While Sri Lanka exports approximately $ 3 billion worth of goods to the US, over 70% of these exports come from the apparel sector, with the US accounting for over 40% of the apparel business directly.
Commenting on the implications for export revenue, Joint Apparel Association Forum Sri Lanka (JAAFSL) Secretary General Yohan Lawrence acknowledged that, on the positive side, product migration was unlikely to happen if the rates remained at the current level, since competitors were also at the same level.
“There will be a notable impact on the demand side based on these terms. However, it is difficult to assess the extent of the revenue impact at the moment. There will certainly be a considerable impact, given that this will lead to inflation in the US and a contraction in demand. The industry will witness this with the arrival of bookings for the next season,” he said.
Meanwhile, Free Trade Zone Manufacturers’ Association (FTZMA) Chairman Dhammika Fernando stated that Sri Lanka’s openness to imports did not necessarily mean the Government would engage in many of them, although oil was one possibility. As crude and refined oil are controlled by the commodity market through open market bidding, he noted that the repercussions would not be similar to a government-to-government transaction.
“There will, however, be an impact on the country’s foreign income when trading with the US. Nevertheless, the impact on apparel is somewhat improved because the two main competitors are at the same level,” he noted.
Discussing potential imports, he also noted that Sri Lanka was somewhat lacking in products to offer the US in a trade-off. He highlighted the timely need for a comprehensive agreement with the US to balance the situation going forward, which would be to Sri Lanka’s advantage.
Fernando further noted that in such a trade agreement, conditions such as lower tariffs for US vehicles could be viable, since this would not be problematic in terms of other importing destinations, such as Japan, as the trade agreement could be used as a justification.

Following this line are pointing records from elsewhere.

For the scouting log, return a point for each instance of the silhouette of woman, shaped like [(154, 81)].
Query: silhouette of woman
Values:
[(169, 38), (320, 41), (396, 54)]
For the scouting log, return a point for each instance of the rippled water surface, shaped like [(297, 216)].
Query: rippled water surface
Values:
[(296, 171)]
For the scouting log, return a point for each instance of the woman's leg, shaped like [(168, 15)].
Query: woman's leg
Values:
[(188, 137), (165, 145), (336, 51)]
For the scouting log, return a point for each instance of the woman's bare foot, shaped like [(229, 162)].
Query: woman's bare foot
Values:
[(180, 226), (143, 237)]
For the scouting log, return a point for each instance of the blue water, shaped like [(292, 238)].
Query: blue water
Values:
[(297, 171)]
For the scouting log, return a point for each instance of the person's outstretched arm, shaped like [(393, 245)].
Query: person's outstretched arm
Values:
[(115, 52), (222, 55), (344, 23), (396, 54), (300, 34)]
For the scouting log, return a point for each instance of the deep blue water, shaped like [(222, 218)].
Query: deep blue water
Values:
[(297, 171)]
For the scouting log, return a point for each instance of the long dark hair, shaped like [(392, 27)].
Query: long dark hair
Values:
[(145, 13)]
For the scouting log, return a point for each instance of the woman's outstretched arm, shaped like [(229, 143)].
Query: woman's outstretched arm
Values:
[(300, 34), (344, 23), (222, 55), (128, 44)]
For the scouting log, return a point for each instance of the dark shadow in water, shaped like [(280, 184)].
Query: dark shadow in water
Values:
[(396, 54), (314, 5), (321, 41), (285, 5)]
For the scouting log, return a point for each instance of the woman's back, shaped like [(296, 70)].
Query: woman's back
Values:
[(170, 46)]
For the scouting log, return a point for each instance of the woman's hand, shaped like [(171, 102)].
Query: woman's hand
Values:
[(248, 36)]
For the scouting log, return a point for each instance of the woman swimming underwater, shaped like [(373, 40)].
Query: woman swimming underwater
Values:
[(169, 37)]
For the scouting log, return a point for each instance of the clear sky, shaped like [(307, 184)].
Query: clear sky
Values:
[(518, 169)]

He expressed the belief that such an agreement could also serve as a stepping stone for trade agreements with other important trade partners.
$ 634 m worth of export losses
Currently, a quarter of Sri Lanka’s total exports faces at least a 20-percentage-point increase in tariffs.

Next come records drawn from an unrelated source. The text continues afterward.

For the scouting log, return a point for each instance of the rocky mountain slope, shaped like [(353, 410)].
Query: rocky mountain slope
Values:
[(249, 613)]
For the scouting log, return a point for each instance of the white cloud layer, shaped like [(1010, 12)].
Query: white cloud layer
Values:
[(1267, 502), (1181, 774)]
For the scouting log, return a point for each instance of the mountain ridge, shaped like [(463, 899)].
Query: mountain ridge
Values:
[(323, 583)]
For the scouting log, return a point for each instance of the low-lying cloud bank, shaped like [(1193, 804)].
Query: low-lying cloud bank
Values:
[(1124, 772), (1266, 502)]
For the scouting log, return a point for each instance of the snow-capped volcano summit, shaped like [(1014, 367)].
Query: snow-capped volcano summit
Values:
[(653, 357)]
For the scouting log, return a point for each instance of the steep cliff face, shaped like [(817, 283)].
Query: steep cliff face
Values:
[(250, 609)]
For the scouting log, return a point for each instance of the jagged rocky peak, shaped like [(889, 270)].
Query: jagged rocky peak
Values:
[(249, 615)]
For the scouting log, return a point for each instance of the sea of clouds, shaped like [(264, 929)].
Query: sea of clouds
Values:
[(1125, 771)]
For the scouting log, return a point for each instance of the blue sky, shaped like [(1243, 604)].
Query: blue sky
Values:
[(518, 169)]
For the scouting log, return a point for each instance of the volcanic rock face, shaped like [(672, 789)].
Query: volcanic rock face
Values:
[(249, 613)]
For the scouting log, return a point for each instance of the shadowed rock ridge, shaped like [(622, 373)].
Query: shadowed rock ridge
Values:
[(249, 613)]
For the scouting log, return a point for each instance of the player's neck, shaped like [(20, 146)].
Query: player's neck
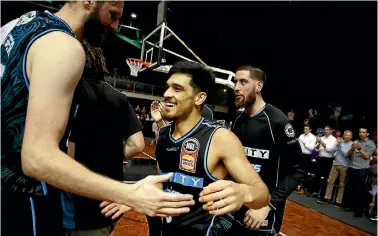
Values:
[(185, 124), (74, 18), (255, 107)]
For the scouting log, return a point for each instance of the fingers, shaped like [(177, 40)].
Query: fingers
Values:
[(253, 225), (112, 211), (218, 204), (104, 203), (259, 223), (108, 208), (215, 187), (213, 196), (248, 222), (222, 211), (172, 211), (172, 198), (116, 215), (154, 179), (120, 211)]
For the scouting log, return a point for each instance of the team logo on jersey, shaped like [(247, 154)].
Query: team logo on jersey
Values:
[(189, 154), (289, 131), (26, 18)]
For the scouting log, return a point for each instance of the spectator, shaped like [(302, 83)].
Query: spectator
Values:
[(137, 110), (326, 146), (360, 152), (307, 142), (339, 168), (155, 130), (143, 112)]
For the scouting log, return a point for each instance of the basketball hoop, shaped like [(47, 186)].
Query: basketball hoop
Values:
[(135, 65)]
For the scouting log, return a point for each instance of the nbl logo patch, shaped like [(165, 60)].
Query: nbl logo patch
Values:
[(189, 155)]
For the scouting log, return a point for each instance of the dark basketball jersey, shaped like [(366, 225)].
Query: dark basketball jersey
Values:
[(186, 157), (14, 96), (271, 147)]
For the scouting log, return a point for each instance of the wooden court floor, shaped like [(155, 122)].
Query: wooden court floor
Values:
[(298, 220)]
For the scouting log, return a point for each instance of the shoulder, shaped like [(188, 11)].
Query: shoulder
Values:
[(60, 44), (276, 115)]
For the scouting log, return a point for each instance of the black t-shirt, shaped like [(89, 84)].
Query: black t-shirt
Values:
[(272, 148), (104, 119)]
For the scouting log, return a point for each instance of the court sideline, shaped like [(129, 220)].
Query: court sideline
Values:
[(298, 220)]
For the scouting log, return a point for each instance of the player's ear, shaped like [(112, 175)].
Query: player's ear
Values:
[(200, 98)]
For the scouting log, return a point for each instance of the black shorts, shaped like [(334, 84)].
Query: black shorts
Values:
[(272, 227), (23, 214)]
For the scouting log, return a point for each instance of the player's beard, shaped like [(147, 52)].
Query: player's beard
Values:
[(94, 32), (247, 101), (181, 110)]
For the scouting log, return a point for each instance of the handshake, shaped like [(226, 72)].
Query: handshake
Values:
[(148, 198)]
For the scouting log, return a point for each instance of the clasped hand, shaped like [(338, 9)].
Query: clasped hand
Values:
[(222, 197)]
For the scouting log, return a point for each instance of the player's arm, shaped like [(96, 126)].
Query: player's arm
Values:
[(249, 190), (290, 164), (134, 143), (55, 64)]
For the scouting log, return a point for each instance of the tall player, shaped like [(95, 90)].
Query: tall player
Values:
[(202, 157), (42, 61), (271, 147)]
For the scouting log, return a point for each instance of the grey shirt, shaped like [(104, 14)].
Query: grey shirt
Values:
[(357, 161), (341, 154)]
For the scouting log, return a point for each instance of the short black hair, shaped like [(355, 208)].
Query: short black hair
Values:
[(203, 80), (254, 72)]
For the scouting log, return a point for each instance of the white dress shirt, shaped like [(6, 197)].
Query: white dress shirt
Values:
[(331, 145), (307, 143)]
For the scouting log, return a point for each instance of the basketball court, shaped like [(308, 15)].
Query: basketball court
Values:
[(153, 55)]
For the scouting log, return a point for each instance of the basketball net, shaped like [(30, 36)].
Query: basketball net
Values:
[(135, 65)]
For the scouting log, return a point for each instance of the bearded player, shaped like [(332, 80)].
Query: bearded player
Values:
[(271, 147), (42, 61), (203, 157)]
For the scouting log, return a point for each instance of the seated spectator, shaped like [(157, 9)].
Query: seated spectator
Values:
[(327, 147), (339, 168), (137, 110), (361, 151)]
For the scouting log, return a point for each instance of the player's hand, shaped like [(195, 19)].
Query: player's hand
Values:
[(222, 197), (148, 199), (113, 209), (157, 110), (254, 218), (340, 140)]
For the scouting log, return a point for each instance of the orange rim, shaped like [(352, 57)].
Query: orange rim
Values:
[(145, 64)]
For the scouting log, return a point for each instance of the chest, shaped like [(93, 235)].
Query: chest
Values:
[(254, 134)]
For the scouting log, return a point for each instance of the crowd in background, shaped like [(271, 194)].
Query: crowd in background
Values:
[(340, 153), (347, 180)]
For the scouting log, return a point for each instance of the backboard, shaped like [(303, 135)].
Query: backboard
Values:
[(155, 50)]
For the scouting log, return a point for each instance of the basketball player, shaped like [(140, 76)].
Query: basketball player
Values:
[(105, 132), (271, 147), (202, 157), (42, 61)]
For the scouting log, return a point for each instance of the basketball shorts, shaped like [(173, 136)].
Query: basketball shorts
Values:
[(26, 215)]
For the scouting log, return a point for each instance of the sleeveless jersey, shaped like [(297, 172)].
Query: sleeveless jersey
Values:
[(186, 157), (15, 92)]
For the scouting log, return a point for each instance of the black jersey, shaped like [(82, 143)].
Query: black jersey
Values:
[(186, 157), (272, 148)]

According to a recent Institute of Policy Studies (IPS) study, from 7 August, the trade-weighted effective tariff rate of the US for Sri Lanka will be 29.9%, compared to 10.2% in April 2025 when the Most Favoured Nation (MFN) tariff was in effect.
Sri Lanka’s main exports to the US, wearing apparel and rubber products, will face tariffs of 36.8% and 20.2%, respectively. The study also assesses that this rate could lead to export losses of $ 634 million and put nearly 16,000 jobs at risk, mostly female workers in the apparel industry.
With the 20% tariff rate offered, this could decrease Sri Lanka’s real GDP by -0.082%, assuming that wages are flexible enough to maintain full employment after the tariff shock. If unemployment is allowed in the model, real GDP could fall by -0.222%.
On balancing, the analysis examines removing para-tariffs, such as the CESS and Ports and Airport Development Levy (PAL), for US imports under a reciprocal arrangement. While this could boost US imports of soybean residuals by 39.8%, meat products by 61.8%, and dairy products by 37.9%, it may have mixed effects.
Accordingly, as animal feed producers might utilise soybean residuals, low-cost imports can strengthen the sector, leading to beneficial nutritional effects on households. However, sector growth could be limited if meat imports from the US flood the market.
Moreover, competition from imports in industries such as dairy and meat production might cause losses in domestic value addition, as indicated by a potential negative real GDP impact if Sri Lanka removes para-tariffs for the US while facing a 20% tariff imposed by the US. The removal of para-tariffs may produce a net positive economic effect only at a reciprocal rate of 10-15%, according to estimates.